Friday, March 12, 2010

Life Is Short

" is never as long as we want it to be, and wasted time can never be recovered."
J.D. Robb, Divided in Death
This line from one of my favorite authors echoes a personal motto, forged at the sudden death of my father when I was 17: "Death may come when I least expect it. Let me do as much as I can."

I wondered if that echo can be found in the Bible; I had a hunch it could not. I found the following:
The end of all things is near; therefore be serious and discipline yourselves for the sake of your prayers. (1 Peter 4:7)
Show me, O LORD, my life's end
and the number of my days;
let me know how fleeting is my life.
You have made my days a mere handbreadth;
the span of my years is as nothing before you.
Each man's life is but a breath. (Psalm 39: 5-6)
The fear of the LORD adds length to life, but the years of the wicked are cut short
(Proverbs 10:27)
Remember how fleeting is my life. For what futility you have created all men! (Psalm 89:47)
Now, brothers, about times and dates we do not need to write to you, for you know very well that the day of the Lord will come like a thief in the night. While people are saying, "Peace and safety," destruction will come on them suddenly, as labor pains on a pregnant woman, and they will not escape. (1 Thessalonias 5: 1-3)
Therefore keep watch, because you do not know on what day your Lord will come. But understand this: If the owner of the house had known at what time of night the thief was coming, he would have kept watch and would not have let his house be broken into. So you also must be ready, because the Son of Man will come at an hour when you do not expect him. (Matthew 24:42-44)
I find these all rather depressing because the emotion surrounding each is FEAR. Watch out, be careful, be alert. That thief is out to get you.

There are many more verses that emphasize Eternal Life, the joy of it, the wonder of it, the ecstasy of it. As a UU Christian and a scientist, without hard evidence one way or the other, I don't worry so much about life after death. I worry about the here and now. "The Kingdom of God is at hand." (Mark 1:15)
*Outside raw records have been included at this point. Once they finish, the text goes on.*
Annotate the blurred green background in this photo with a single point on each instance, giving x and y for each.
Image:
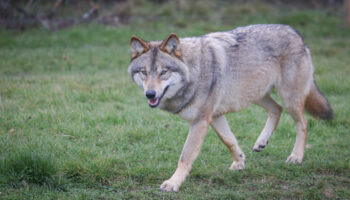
(74, 126)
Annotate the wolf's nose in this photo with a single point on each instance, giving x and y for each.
(151, 94)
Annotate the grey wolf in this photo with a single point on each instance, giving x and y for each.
(203, 78)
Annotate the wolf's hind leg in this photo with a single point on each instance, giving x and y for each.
(301, 125)
(222, 128)
(274, 113)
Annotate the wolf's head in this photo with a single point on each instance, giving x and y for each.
(158, 68)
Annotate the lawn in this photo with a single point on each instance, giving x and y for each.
(74, 126)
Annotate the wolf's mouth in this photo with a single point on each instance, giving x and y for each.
(155, 102)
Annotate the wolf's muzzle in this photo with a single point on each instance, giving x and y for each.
(150, 94)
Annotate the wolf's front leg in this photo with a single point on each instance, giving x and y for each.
(189, 153)
(222, 128)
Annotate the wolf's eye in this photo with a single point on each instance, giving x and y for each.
(163, 72)
(144, 72)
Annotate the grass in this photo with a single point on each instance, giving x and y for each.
(74, 126)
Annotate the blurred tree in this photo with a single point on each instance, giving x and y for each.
(347, 12)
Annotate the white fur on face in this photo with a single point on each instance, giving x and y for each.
(138, 80)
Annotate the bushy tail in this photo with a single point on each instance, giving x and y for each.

But here is one of those places that quoting the Bible distorts The Way of Jesus. Because the bulk of the parables in the Gospels--the stories, not the single verses-- are Jesus' way of urging us to live in the here and now, to do as much as we can right now. Do good, we're shown, not out of fear, but out of love.
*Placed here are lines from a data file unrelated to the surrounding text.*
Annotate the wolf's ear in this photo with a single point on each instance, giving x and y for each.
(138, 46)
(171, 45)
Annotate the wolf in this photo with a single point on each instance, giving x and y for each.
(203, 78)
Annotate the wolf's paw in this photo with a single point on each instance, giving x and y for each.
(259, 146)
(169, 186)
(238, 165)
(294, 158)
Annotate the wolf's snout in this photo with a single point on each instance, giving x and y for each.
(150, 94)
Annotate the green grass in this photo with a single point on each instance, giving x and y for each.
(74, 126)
We don't need to quote the Bible as much as we need to digest it, eat it, chew on it and make it part of our very being. Otherwise, we miss the point.

Jesus rocks!

1 comment:

  1. I totally agree that Jesus' message was to focus on the here and now. . . I would also like to offer a little twist to the concept of "wasting time" I us to read this as a sense of urgency to do good or be judged badly if caught off guard but now I see the constant seeking of "busying" myself with good works is just as distracting as doing nothing. I believe Jesus was telling us we need to spend our time enhancing our personal relationship with God. Letting him guide us in want he wants us to do and not assume we can impress him by doing more. I believe we need to guard against doing everything but the one thing God is really calling us to do. Our business can actually block our availability to God. I try to seek a balance by being sensitive to the movements of God in my life and make an effort not to seek out more than he is calling me to do. . . keeping God as the motivating factor of my good will not my own personal pride or need for recognition.